Setelah pertemuan kedua, Hasan kembali ke desanya dengan perasaan campur aduk. Di satu sisi, ia merasa lega karena keluarganya Aisyah tidak langsung menolak lamarannya. Namun, di sisi lain, keraguan yang masih tersisa di hati ayah Aisyah membuatnya merasa harus bekerja lebih keras untuk membuktikan dirinya.
“Aku harus menunjukkan bahwa aku bukan hanya punya niat baik, tapi juga kemampuan untuk memenuhi tanggung jawab ini,” gumam Hasan pada dirinya sendiri.
Hasan mulai melipatgandakan usahanya. Selain mengajar mengaji dan membantu di sawah, ia juga membuka kelas tambahan di musala untuk pemuda-pemuda desa. Ia mengajarkan keterampilan dasar seperti bercocok tanam modern dan pengelolaan usaha kecil, berharap bisa memberikan dampak positif di komunitasnya.
Di kota, Aisyah menghadapi tekanan yang berbeda. Ibunya yang masih ragu mulai menyarankan agar Aisyah mempertimbangkan lamaran dari pria lain.

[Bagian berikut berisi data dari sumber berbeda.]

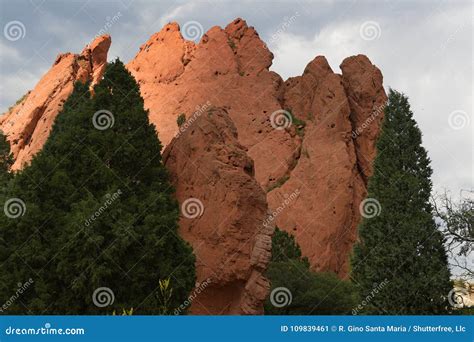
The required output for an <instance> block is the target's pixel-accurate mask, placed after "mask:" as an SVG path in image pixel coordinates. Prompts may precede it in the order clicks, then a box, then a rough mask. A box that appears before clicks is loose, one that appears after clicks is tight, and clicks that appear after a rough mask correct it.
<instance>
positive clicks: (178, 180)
mask: <svg viewBox="0 0 474 342" xmlns="http://www.w3.org/2000/svg"><path fill="white" fill-rule="evenodd" d="M163 160H164V162H165V165H166V167H167V168H168V170H169V171H170V174H171V180H172V182H173V184H174V186H175V188H176V197H177V199H178V201H179V202H180V203H182V207H181V212H182V217H181V219H180V229H179V233H180V235H181V236H182V237H183V238H184V239H185V240H187V241H189V242H190V243H191V245H192V246H193V249H194V253H195V255H196V259H197V261H196V270H197V284H198V286H197V288H199V284H208V285H207V286H206V287H205V288H204V289H203V291H202V292H200V293H199V294H198V296H197V298H196V299H194V301H193V304H192V307H191V312H192V313H194V314H213V315H219V314H262V313H263V306H262V303H263V301H264V299H265V297H266V296H267V294H268V290H269V288H270V285H269V283H268V280H267V279H265V277H264V276H263V272H264V271H265V269H266V267H267V264H268V262H269V261H270V258H271V235H272V233H273V227H272V226H271V225H264V220H265V218H266V216H267V211H268V207H267V202H266V198H265V193H264V192H263V190H262V189H261V187H260V185H259V184H258V183H257V181H256V180H255V178H254V163H253V160H252V159H251V158H250V157H249V156H248V155H247V153H246V149H245V148H244V147H243V146H242V145H241V144H240V143H239V141H238V139H237V130H236V128H235V126H234V124H233V122H232V120H231V119H230V118H229V116H228V114H227V112H226V111H225V110H224V109H222V108H209V109H206V110H205V111H204V112H202V113H200V114H199V116H198V117H197V118H196V120H194V121H193V122H192V123H189V126H187V127H186V129H183V131H182V133H181V134H180V136H179V137H178V138H175V139H173V140H172V141H171V142H170V144H169V145H168V147H167V148H166V149H165V152H164V154H163Z"/></svg>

Salah satu kandidat adalah Fauzan, yang tidak menyerah dalam usahanya merebut hati keluarga Aisyah.
“Bu, saya tidak meminta banyak. Saya hanya ingin keluarga kita bahagia dan masa depan Aisyah terjamin,” ujar Fauzan dengan senyum penuh kepalsuan saat berkunjung ke rumah Aisyah.
Namun, Aisyah merasa semakin tidak nyaman dengan kehadiran Fauzan. Ia tahu niatnya tidak tulus, dan ia tidak ingin dipaksa memilih seseorang yang tidak ia yakini.

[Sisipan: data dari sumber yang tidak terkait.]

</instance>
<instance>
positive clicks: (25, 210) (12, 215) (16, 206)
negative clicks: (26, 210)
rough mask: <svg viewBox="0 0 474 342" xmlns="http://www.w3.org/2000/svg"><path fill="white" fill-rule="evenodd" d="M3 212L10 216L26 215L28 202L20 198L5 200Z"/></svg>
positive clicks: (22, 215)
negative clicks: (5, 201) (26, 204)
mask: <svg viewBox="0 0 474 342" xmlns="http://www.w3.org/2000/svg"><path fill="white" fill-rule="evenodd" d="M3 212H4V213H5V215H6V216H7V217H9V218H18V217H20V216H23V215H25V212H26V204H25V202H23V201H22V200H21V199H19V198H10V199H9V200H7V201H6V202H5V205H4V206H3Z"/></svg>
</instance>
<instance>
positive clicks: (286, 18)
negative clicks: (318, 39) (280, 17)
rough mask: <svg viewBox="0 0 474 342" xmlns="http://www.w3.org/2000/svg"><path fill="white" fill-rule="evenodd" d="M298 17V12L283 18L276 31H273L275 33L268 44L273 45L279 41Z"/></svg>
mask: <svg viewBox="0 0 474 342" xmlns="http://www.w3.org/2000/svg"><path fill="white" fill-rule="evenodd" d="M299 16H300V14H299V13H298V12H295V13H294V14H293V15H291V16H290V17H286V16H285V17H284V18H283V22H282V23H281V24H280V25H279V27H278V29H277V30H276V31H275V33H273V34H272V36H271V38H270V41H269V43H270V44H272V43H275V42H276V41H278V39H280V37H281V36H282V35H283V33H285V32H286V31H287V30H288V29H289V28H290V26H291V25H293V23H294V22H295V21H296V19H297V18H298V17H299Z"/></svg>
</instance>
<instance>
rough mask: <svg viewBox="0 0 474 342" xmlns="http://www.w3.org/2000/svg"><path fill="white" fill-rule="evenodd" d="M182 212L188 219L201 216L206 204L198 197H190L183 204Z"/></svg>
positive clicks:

“Ibu, tolong jangan memaksa saya. Saya yakin dengan keputusan saya, dan saya percaya Hasan adalah orang yang tepat,” tegas Aisyah.
Ibunya menghela napas panjang. “Tapi, Aisyah, hidup tidak hanya tentang cinta. Kau harus memikirkan masa depanmu. Hasan itu baik, tapi apakah dia bisa memberikan kehidupan yang layak?”